JPS Não concorda com os critérios utilizados pelos advogados E concordou em atualizar seu sistema de monitoramento, bloqueando fornecedores sinalizados pela pesquisa e doando US $ 900.000 ao estado em resposta à auditoria.

Para ter uma ideia da extensão das fazendas operando em áreas vulneráveis ​​em toda a Amazônia brasileira, o Times substituiu os mapas do governo de terras protegidas na Amazônia, áreas desmatadas e limites de fazendas. Entre os fornecedores da JPS, a análise mostra que fazendas com uma área de 2.500 milhas quadradas são significativamente mais propensas a se sobrepor a terras nativas, uma área protegida ou área desmatada quando as leis de desmatamento entraram em vigor no Brasil após 2008.

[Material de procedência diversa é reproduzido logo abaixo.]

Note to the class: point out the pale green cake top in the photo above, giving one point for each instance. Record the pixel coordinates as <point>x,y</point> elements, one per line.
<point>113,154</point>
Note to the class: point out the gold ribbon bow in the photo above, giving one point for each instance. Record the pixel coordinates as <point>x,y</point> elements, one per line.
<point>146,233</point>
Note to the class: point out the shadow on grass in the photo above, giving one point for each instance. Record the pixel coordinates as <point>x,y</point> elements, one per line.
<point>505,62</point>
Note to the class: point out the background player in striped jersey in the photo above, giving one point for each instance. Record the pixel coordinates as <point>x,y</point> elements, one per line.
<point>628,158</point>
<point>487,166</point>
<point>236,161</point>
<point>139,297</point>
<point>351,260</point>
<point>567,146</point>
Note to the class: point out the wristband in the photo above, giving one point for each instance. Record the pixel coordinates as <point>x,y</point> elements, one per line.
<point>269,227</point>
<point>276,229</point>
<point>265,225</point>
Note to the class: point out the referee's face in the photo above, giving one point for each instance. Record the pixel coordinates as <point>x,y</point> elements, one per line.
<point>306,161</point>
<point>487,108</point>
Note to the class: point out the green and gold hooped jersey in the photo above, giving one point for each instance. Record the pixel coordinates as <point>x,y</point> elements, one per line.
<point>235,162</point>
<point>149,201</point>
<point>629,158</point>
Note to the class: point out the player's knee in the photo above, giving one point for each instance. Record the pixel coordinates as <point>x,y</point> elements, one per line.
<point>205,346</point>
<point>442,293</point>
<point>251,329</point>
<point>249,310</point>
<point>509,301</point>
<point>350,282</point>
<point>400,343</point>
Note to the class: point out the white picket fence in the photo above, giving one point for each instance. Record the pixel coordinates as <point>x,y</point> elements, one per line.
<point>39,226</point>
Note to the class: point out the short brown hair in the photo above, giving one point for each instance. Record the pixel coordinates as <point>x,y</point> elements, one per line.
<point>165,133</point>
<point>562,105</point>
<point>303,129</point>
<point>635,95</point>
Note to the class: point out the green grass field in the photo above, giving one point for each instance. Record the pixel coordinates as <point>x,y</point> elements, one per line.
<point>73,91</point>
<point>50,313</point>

O método e os resultados foram revisados ​​e verificados por uma equipe de pesquisadores e acadêmicos independentes que estudam o uso da terra na Amazônia brasileira.

Os dados do comércio internacional mostram que as empresas que possuem curtumes despacham peles para fábricas no México administradas pela Lear, uma grande fabricante de assentos que abastece montadoras de automóveis nos Estados Unidos. Lear disse em 2018, era a fonte então 70 por cento Suas peles originais do Brasil. Dados comerciais mostram que as capas brasileiras são utilizadas nas indústrias automotiva, de moda e de móveis para outros países, como Itália, Vietnã e China.

A JBS reconheceu que quase três quartos das fazendas identificadas na análise do The Times foram desmatadas ilegalmente ou amalgamadas com terras classificadas pelo governo como Terra Nativa ou Zona de Proteção. Mas disse que todas as fazendas cumpriam as regulamentações de desmatamento quando a JBS comprou delas.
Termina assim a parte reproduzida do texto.